Thiazide diuretics block the reabsorption of a mere 5%–10% of filtered sodium, whereas loop diuretics are able to block the reabsorption of about 25% of filtered sodium. Consequently, thiazide diuretics have a weak natriuretic effect and they are ineffective as monotherapy in patients with advanced heart failure. However, when the sodium load in the distal tubule increases chronically, this segment of the nephron can increase its salt transport capacity. This has been demonstrated by Stanton and Kaissling in animal studies.8,9 A chronic increase in sodium delivery to (and sodium uptake by) the distal tubule stimulates the transport capacity of this segment by inducing alterations in cell ultrastructure. This mechanism has only been demonstrated indirectly in humans,10 but the effectiveness of the addition of a thiazide diuretic to high dose loop diuretic therapy in patients with renal failure or heart failure suggests that similar adaptations occur in humans.31 Combining loop and thiazide diuretics in patients with CHF and diuretic resistance is a very elegant and logical treatment option because it takes into account this pathophysiological mechanism.

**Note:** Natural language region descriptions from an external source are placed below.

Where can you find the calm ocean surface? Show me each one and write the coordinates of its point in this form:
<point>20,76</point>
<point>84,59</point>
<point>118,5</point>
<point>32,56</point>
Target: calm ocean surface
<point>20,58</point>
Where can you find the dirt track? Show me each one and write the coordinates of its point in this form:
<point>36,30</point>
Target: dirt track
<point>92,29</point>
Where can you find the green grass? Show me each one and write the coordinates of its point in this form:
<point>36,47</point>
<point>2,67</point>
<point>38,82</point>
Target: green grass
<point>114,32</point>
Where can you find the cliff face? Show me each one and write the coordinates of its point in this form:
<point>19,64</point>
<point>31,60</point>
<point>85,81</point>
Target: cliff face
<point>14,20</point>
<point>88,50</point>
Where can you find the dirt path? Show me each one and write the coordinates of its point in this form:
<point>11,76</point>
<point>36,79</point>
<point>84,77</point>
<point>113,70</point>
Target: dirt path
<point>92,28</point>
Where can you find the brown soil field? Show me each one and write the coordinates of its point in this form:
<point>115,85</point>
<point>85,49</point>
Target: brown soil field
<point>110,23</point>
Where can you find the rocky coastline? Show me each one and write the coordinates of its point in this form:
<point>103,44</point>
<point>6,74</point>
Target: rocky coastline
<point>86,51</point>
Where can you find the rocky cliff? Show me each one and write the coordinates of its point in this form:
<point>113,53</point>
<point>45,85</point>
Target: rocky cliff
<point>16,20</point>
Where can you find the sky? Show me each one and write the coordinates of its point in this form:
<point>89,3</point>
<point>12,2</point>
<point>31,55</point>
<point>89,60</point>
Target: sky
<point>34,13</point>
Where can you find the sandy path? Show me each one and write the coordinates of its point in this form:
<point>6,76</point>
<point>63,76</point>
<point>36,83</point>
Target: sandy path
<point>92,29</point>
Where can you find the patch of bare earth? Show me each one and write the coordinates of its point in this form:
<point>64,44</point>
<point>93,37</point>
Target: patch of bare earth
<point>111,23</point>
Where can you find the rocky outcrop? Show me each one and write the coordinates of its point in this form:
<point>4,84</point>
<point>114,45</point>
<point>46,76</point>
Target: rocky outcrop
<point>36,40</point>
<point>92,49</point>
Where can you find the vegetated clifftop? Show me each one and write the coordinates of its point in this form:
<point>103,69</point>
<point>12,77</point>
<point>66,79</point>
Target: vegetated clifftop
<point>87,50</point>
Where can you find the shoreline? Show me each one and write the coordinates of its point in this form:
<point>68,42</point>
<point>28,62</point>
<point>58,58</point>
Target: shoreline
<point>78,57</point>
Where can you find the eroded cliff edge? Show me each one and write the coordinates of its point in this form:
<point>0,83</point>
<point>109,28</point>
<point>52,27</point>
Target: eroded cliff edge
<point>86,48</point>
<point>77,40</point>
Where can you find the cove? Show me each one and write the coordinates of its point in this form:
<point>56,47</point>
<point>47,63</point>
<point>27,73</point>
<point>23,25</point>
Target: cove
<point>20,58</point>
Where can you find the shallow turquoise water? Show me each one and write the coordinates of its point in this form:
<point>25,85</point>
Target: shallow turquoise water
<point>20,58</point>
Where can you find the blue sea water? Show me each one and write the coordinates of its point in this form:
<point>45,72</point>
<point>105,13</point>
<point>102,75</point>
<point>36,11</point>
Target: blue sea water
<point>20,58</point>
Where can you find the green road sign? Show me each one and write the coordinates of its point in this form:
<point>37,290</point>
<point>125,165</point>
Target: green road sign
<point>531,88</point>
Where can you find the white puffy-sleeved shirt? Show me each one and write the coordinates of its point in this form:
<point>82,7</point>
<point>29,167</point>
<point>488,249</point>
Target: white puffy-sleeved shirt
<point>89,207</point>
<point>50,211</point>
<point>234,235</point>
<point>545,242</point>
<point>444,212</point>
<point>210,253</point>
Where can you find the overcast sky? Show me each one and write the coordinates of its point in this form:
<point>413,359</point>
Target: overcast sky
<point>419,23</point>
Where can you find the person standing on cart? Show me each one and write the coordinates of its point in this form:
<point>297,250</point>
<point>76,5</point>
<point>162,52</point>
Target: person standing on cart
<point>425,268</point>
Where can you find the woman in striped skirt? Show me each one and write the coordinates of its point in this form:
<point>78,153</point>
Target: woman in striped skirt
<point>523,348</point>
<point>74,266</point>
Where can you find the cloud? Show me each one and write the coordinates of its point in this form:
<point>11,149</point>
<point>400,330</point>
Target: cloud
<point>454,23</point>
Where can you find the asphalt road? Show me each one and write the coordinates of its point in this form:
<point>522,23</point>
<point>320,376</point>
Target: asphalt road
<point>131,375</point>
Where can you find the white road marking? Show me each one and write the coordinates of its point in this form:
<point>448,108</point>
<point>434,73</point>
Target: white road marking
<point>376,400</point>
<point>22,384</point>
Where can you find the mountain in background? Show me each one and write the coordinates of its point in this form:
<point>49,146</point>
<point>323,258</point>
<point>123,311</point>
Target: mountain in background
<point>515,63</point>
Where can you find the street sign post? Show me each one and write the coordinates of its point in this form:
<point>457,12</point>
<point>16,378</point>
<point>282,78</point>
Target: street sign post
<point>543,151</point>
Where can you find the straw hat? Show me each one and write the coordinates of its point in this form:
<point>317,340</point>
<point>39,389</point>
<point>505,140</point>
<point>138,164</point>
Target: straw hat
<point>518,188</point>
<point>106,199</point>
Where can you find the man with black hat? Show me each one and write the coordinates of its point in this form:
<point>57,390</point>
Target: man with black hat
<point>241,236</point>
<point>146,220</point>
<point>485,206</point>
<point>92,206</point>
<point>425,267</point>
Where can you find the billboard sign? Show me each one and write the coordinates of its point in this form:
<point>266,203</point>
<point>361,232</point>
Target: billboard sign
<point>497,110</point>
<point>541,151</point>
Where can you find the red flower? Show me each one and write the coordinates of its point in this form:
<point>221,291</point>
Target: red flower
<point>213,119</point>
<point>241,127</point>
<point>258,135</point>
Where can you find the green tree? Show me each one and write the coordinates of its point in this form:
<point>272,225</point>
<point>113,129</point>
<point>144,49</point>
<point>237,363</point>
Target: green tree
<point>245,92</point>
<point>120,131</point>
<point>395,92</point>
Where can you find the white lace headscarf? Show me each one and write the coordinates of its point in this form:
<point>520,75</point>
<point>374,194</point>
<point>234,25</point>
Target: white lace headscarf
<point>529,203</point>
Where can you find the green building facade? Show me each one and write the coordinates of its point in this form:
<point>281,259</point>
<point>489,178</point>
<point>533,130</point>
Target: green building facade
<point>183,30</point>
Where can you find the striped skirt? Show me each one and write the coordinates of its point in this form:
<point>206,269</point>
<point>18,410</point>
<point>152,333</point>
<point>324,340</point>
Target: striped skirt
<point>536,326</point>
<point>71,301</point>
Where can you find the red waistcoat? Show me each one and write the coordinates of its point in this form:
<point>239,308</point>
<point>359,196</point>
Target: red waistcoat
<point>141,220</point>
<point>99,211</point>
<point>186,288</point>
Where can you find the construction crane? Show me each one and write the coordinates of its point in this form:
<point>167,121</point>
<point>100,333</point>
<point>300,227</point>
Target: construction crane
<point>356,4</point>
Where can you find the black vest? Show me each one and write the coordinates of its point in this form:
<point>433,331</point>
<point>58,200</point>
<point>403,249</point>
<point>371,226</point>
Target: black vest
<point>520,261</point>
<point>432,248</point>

The vast majority of patients presenting with acute symptoms of fluid overload are responsive to diuretic drugs, at least initially. However, after chronic exposure to loop diuretics, some patients will require increasing doses and eventually develop diuretic resistance. After excluding compliance problems, higher doses and more frequent administration should be tried. Switching to the intravenous route bypasses the gastrointestinal tract and can overcome problems associated with delayed absorption. Continuous intravenous infusion has been shown to be more efficient than intermittent bolus administration. The addition of a thiazide diuretic to treatment with loop diuretics will usually establish a diuresis even in patients not responsive to other diuretic regimens. The mechanism behind this synergistic effect is hypertrophy of cells in the distal collecting tubule (with resulting increases in salt transport capacity) that occurs after chronic high dose loop diuretic therapy. When diuretic resistance has been treated successfully, heart failure treatment should be optimised according to the most recent guidelines in order to reduce mortality.
Box 2: Practical approach to diuretic resistance
Assess compliance with salt restriction and medicine intake. If necessary, measure the amount of salt and diuretic in the urine.
Adjust the dose of the diuretic in patients with renal impairment.
Switch to intravenous administration to overcome problems associated with impaired absorption.
As it avoids postdiuretic salt retention, a continuous intravenous infusion of a loop diuretic may succeed where other treatments have failed.
Combine loop diuretics with other diuretics, preferably a thiazide diuretic.